If the Security Council rejects the initiative, Shaath said, the Palestinians would open their case against Israel at the International Criminal Court.
This is part of the "diplomatic surprise" Palestinian President Mahmoud Abbas promised last week, Shaath said.
The Arab League will meet in Cairo September 7-9 to discuss providing Abbas with an Arab umbrella of support. Abbas is already backed in principle by Saudi Arabia and Egypt.
Meanwhile, the Jordanian newspaper Alghrad reported on Thursday that Abbas and Prime Minister Benjamin Netanyahu held a secret meeting in Amman days before the cease-fire was signed ending the war in Gaza.
No details were given about the meeting, and no official from Jordan, Israel or the Palestinian Authority would confirm that it in fact happened.
Netanyahu told a press conference on Wednesday night that Israel had secured a "great military and political" achievement in the Gaza war and that Hamas had been dealt a "heavy blow."
Responding to a journalist's question, the prime minister said: "We would be happy to see Abu-Mazen's [Abbas'] forces enter the Gaza Strip." The Palestinian president, he said "has to decide which side he is on.
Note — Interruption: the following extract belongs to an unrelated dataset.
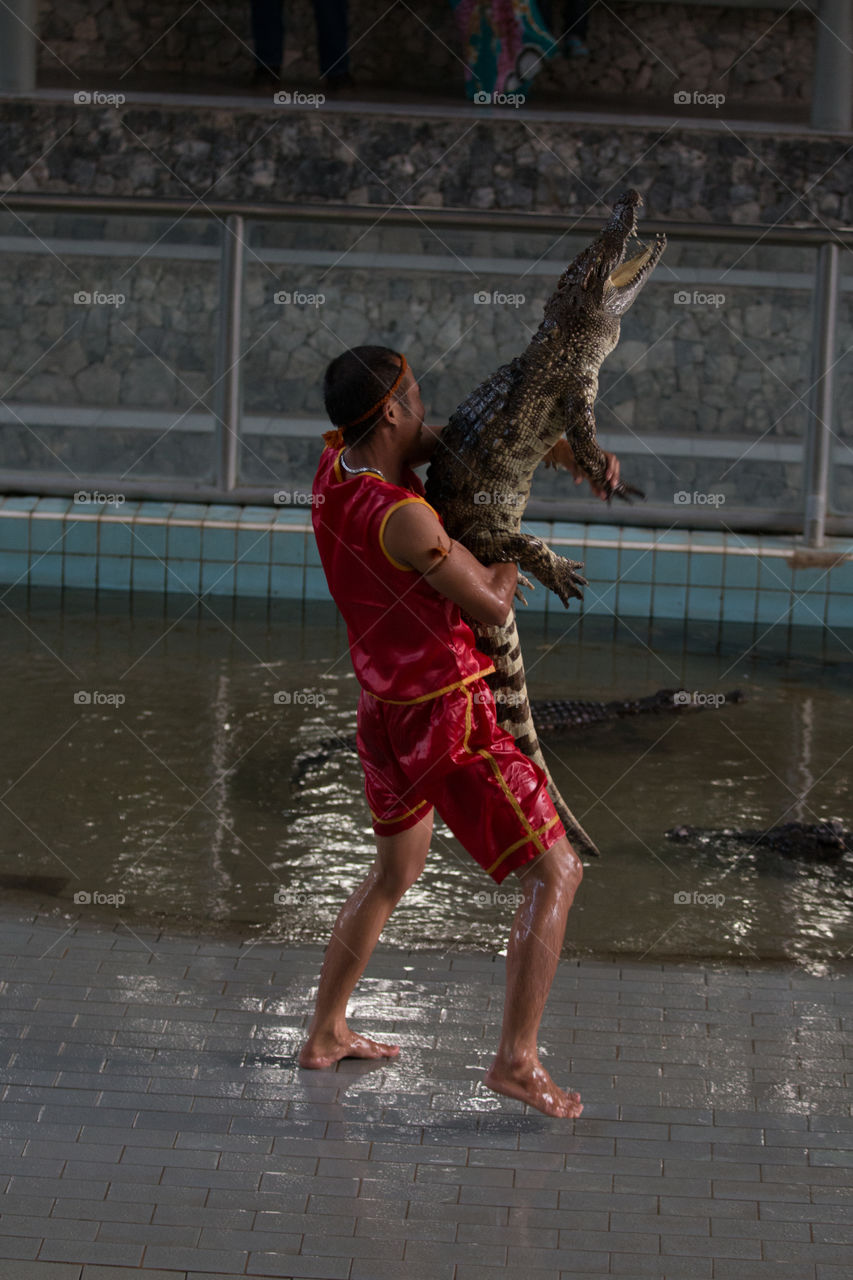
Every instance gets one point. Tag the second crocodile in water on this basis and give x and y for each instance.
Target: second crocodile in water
(482, 470)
We hope he will continue to support a peace deal with Israel."
Last week, prior to the truce, Netanyahu told a press conference that dramatic changes in the region promise a "new political horizon," even as Hamas and Israel continued to exchange fire after the collapse of the previous round of truce talks.
"I hope Abbas will have a significant part in the new diplomatic horizon. I expect to start talks with a Palestinian government which can abandon the path of terror," Netanyahu said.
Netanyahu will convene the political-security cabinet on Thursday evening at the Defense Ministry headquarters in Tel Aviv to discuss the cease-fire, which has held now for two days.